The orchestra was superb, and the solo cello in the continuo sections was heart-opening, matching the singer with lyrical and soulful lines. “Worth the price of admission,” said my companion.
However, the staging was more challenging for audiences. Hannah Clark’s set consisted of ten green chairs that could have denoted a hotel lobby, an airport lounge, or any other place where people wait for life to start happening. The lighting was relatively dim through Part 1, and the rear-projected video of the approach onto the island was in black and white, creating a semi-dream state where everything is a little out of focus and colorless. As the characters struggled with their fantasies, the video moved us deeper into the jungle, becoming increasingly dark and sinister. Part 2 used spotlights on individuals as the characters began to regain their own identities and agendas. When the spell was broken, the video rushed us backwards out of the jungle and onto the surrounding ocean, the island lost in the distance.

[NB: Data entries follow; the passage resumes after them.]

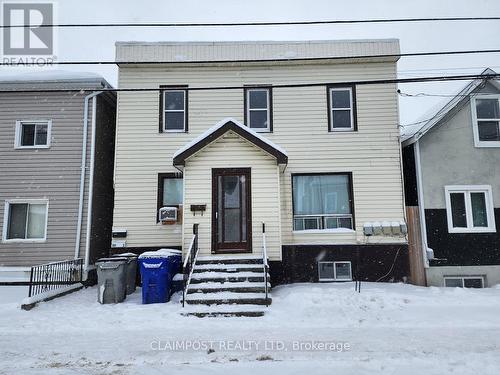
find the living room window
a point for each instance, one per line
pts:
(322, 201)
(469, 209)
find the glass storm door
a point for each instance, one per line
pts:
(231, 217)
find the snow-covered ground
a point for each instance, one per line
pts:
(310, 328)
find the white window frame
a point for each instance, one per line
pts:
(267, 108)
(20, 123)
(351, 108)
(467, 190)
(8, 202)
(184, 110)
(478, 143)
(335, 270)
(462, 278)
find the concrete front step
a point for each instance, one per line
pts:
(237, 277)
(233, 268)
(228, 298)
(239, 287)
(223, 311)
(229, 259)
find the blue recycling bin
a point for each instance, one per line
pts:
(157, 271)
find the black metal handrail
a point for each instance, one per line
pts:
(55, 275)
(264, 261)
(189, 262)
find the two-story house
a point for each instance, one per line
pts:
(56, 169)
(241, 136)
(452, 173)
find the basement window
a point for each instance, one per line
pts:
(464, 281)
(334, 271)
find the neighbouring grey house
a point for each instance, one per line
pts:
(452, 172)
(56, 169)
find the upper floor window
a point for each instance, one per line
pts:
(342, 108)
(33, 134)
(173, 105)
(25, 220)
(258, 108)
(322, 201)
(486, 118)
(469, 209)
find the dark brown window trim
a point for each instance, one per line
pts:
(186, 112)
(351, 191)
(159, 197)
(354, 107)
(269, 88)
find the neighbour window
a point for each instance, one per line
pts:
(258, 108)
(170, 190)
(464, 282)
(486, 110)
(469, 209)
(334, 271)
(174, 110)
(322, 201)
(26, 220)
(342, 108)
(33, 134)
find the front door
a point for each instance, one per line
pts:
(231, 215)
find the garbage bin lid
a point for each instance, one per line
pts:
(161, 253)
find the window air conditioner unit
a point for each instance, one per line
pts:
(168, 214)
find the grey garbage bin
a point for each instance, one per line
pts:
(130, 270)
(111, 279)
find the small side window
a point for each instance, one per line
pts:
(33, 134)
(342, 109)
(173, 106)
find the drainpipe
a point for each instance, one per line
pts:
(82, 174)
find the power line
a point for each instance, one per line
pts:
(293, 85)
(15, 62)
(254, 23)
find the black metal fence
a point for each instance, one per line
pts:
(56, 275)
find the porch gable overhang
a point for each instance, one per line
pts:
(220, 129)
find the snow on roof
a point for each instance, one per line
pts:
(219, 125)
(48, 75)
(412, 133)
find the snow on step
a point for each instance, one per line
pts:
(215, 274)
(222, 266)
(224, 296)
(236, 284)
(228, 257)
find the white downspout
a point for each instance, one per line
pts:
(83, 168)
(420, 192)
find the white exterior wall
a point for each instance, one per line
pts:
(300, 125)
(231, 151)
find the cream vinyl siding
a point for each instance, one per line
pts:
(231, 151)
(300, 126)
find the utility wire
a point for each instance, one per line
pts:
(170, 62)
(254, 23)
(292, 85)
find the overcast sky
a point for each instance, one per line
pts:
(98, 44)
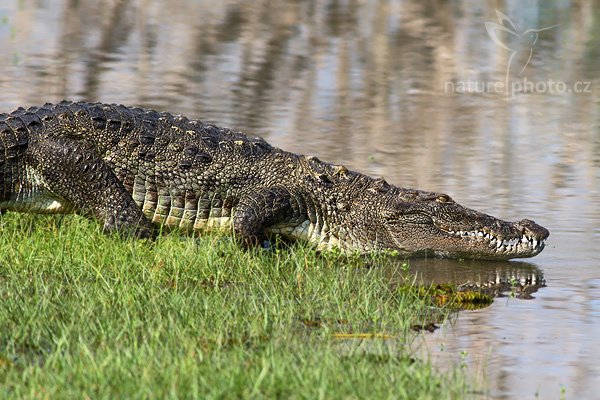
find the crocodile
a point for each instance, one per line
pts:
(140, 171)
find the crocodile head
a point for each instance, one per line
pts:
(418, 223)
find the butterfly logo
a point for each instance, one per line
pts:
(522, 44)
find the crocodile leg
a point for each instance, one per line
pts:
(73, 170)
(264, 208)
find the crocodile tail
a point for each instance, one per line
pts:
(15, 131)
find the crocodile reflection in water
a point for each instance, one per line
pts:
(494, 279)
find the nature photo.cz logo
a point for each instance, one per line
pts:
(521, 47)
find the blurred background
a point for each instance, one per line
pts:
(503, 116)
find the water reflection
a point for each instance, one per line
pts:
(365, 83)
(497, 279)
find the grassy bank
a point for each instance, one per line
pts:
(86, 315)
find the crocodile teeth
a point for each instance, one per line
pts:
(505, 245)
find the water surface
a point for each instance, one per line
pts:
(376, 85)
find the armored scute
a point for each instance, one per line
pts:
(135, 169)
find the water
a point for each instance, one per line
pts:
(377, 85)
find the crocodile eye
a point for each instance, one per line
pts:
(443, 198)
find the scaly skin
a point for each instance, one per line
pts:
(134, 169)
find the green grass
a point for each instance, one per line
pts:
(84, 315)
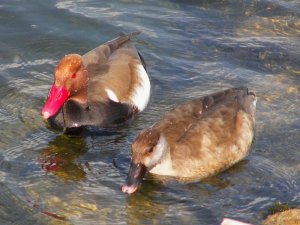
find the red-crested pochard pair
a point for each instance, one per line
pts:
(197, 139)
(106, 86)
(109, 85)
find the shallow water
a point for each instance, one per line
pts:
(191, 48)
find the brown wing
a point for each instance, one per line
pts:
(219, 137)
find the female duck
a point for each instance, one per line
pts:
(197, 139)
(106, 86)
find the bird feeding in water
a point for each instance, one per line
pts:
(196, 139)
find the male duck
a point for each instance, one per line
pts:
(106, 86)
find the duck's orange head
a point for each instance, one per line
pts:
(70, 78)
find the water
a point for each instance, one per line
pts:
(191, 48)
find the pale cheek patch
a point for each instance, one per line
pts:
(111, 95)
(141, 92)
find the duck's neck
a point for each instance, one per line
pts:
(81, 96)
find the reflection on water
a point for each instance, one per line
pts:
(191, 48)
(60, 155)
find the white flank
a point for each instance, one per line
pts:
(111, 95)
(141, 94)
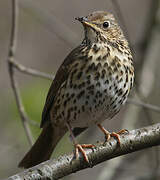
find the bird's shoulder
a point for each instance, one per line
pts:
(60, 77)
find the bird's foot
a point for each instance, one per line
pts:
(79, 147)
(117, 135)
(108, 135)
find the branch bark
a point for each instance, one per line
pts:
(132, 141)
(14, 83)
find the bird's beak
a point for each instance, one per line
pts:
(85, 21)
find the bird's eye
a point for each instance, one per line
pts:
(106, 24)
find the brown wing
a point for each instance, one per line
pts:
(61, 76)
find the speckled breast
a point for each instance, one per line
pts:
(96, 88)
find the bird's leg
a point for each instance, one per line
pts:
(113, 134)
(79, 147)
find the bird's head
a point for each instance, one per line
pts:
(101, 26)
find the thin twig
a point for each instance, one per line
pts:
(117, 9)
(57, 168)
(14, 84)
(31, 71)
(144, 105)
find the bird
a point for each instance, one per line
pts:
(90, 86)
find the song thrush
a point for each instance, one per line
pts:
(90, 86)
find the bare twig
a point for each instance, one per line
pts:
(14, 83)
(133, 141)
(30, 71)
(144, 105)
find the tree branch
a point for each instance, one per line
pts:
(14, 84)
(130, 142)
(30, 71)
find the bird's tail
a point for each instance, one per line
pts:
(43, 147)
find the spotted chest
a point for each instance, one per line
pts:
(95, 89)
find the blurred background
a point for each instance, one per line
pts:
(47, 32)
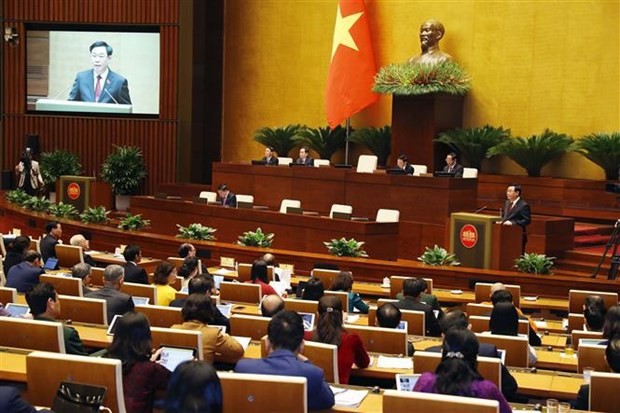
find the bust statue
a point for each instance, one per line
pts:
(431, 32)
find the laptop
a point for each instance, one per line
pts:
(406, 382)
(17, 310)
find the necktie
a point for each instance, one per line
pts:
(98, 88)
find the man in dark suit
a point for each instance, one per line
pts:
(133, 272)
(304, 157)
(412, 290)
(116, 301)
(285, 335)
(100, 84)
(458, 319)
(453, 166)
(227, 198)
(516, 211)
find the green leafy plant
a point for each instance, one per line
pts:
(438, 256)
(323, 140)
(56, 164)
(95, 215)
(124, 169)
(533, 263)
(62, 210)
(473, 144)
(346, 248)
(534, 152)
(196, 231)
(256, 238)
(133, 222)
(603, 149)
(422, 79)
(377, 140)
(280, 139)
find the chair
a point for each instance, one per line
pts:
(591, 355)
(249, 325)
(240, 292)
(32, 334)
(400, 401)
(209, 196)
(419, 169)
(177, 338)
(263, 393)
(340, 208)
(160, 316)
(577, 298)
(381, 340)
(388, 215)
(293, 203)
(489, 367)
(366, 164)
(83, 310)
(45, 371)
(64, 285)
(483, 293)
(470, 173)
(69, 255)
(604, 394)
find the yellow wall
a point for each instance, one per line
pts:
(534, 64)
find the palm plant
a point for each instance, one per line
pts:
(377, 140)
(473, 144)
(534, 152)
(280, 139)
(603, 149)
(323, 140)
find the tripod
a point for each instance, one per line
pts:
(612, 244)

The production took a sharp turn toward farce when three of the characters stripped down to their tasteful black underwear. The audience began to laugh as a character stalked off stage with one sock still on; there was laughter again as the heroine tore off her shirt to convince her fiancé that she was all woman; and in Part 2, when another character reached for her own dress zipper, the laughter was unrestrained. Was this the mood the director was trying for? I believe so; there were signals throughout that this was farce—a noisy smack of a kiss, an oversize hanky offered to a weeping woman—in spite of Alcina’s sinister power and overwrought self-pity.
These conclusions about the production are based on a second viewing of the opera and two weeks of thought, however. Minimalist and non-traditional productions sometimes seem to be the “self-checkout line” of opera and other theater; they ask their audiences to do a lot of heavy lifting. This can engage the audience as co-creators, but it can also detract from what distinguishes opera from other art forms: the music—particularly in Baroque opera, where the point of the opera is a display of vocal acrobatics. It can be difficult to concentrate on a character’s musicality, for example, when we are wondering which item of clothing will come off next.
Finally—this opera is an experience of superbly sung and played Handel, but challenging for contemporary tastes, which look for more action and plot. A woman near me afterward commented “The music was really good, but I won’t be buying the album.”
Alcina (1735), music by George Fredrick Handel, libretto adapted from Antonio Fanzaglia. Seattle Opera, McCaw Hall, 321 Mercer Street, Seattle 98109.